No movie or show gets off the ground without the proper funding. It’s why the studio system came to be in Hollywood in the first place. Creative people wanted to do creative things, and people with money wanted to see those things happen. Those people with money in turn wanted to make more money, and then established an infrastructure devoted to doing that with those same creative people. It’s a bit of a reductionist perspective of the history of Hollywood, but it’s the simplest version of a decidedly complex story.
Fast-forward to today, and the studio system is alive and thriving, with each clawing for the next big cash-cow franchise to fund. But over the last couple years, a bizarre little universe has started to exist outside of this in the form of crowdfunding. The rise of sites like Kickstarter and Indiegogo has led to a massive influx of independent projects that otherwise never would have seen the light of day, effectively circumventing the dog and pony show of getting studio funding. The real kicker: It’s working like gangbusters.

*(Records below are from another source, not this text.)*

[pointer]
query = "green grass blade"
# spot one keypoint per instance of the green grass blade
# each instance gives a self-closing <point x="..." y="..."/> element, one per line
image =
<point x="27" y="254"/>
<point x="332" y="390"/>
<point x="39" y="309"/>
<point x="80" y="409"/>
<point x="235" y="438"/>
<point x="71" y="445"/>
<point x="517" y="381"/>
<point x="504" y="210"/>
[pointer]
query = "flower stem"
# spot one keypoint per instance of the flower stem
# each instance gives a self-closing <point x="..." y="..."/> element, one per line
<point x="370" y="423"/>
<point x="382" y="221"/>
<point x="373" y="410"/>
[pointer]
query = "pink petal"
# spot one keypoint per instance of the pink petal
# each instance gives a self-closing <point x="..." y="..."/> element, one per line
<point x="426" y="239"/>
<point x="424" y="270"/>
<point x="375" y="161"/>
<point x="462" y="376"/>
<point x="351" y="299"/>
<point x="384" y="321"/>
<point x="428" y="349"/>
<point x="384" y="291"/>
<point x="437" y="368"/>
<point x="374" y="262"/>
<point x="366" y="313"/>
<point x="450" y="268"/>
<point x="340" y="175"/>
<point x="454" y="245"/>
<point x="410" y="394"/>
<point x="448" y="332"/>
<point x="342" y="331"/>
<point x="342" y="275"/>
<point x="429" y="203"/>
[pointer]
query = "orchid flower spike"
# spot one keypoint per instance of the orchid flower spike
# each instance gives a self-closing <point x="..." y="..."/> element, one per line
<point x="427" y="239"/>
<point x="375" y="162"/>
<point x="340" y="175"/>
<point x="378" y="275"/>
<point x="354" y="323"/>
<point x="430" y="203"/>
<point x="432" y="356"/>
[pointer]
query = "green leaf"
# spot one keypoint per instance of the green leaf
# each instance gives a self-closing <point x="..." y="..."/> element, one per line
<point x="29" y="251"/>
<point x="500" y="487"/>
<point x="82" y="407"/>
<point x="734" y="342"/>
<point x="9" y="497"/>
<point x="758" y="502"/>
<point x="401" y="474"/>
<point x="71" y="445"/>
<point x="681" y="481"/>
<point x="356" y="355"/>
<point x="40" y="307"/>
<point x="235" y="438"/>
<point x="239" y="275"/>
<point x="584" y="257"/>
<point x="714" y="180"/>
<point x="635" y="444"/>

Already we’ve seen Kickstarters for both Reading Rainbow and Veronica Mars haul in over $5 million each in fan funding, resurrecting two long-since dead yet beloved properties. Nathan Fillion and Alan Tudyk recently collected over $2 million on Indiegogo for a proposed web series (with almost a month left to go in their funding cycle). And just this last week, we saw Broken Lizard take their turn atop the pile, petitioning fans to help them raise money for Super Troopers 2. Not surprisingly, they met and then exceeded their goal of $2 million in just 24 hours, spread out over 24,000 separate donors.
In many ways, this represents the people taking back their favorite TV shows and movies from a studio system that has one priority: The bottom line. The fans who fund these projects hand over their money do so because they truly believe in the project, not simply as a means to get rich. Sure, they qualify for a number of perks depending on the amount of their contribution, but the only real incentive here comes from people committed to art for art’s sake. The sheer level of this commitment can be staggering, too. In exchange for the actual patrol car to be used on set in Super Troopers 2, one fan pledged an astronomical $35,000 donation to the project.
Given the massive success of all these projects, it’s become abundantly clear that crowdfunding has carved out a considerable niche in Hollywood. In a lot of ways, it’s a system that benefits everyone. Studios don’t have to spend money they weren’t interested in forking over to begin with, and fans get to directly effect the fate of some of their favorite movies and TV shows. This symbiotic relationship serves all interests, helping make at least a small sliver of the industry accountable to investors not sitting in a board room in Los Angeles.
With Super Troopers 2 now careening toward $3 million in donations, it’s clear that this is only the beginning for crowdfunding. A thoroughly planned marketing strategy, a meticulously designed campaign, and a well thought-out creative vision can have any project finding itself as the next with millions of dollars to create something truly amazing. Most importantly though, it’s one gigantic (and very necessary) step toward giving fans the stake in Hollywood they so rightfully deserve.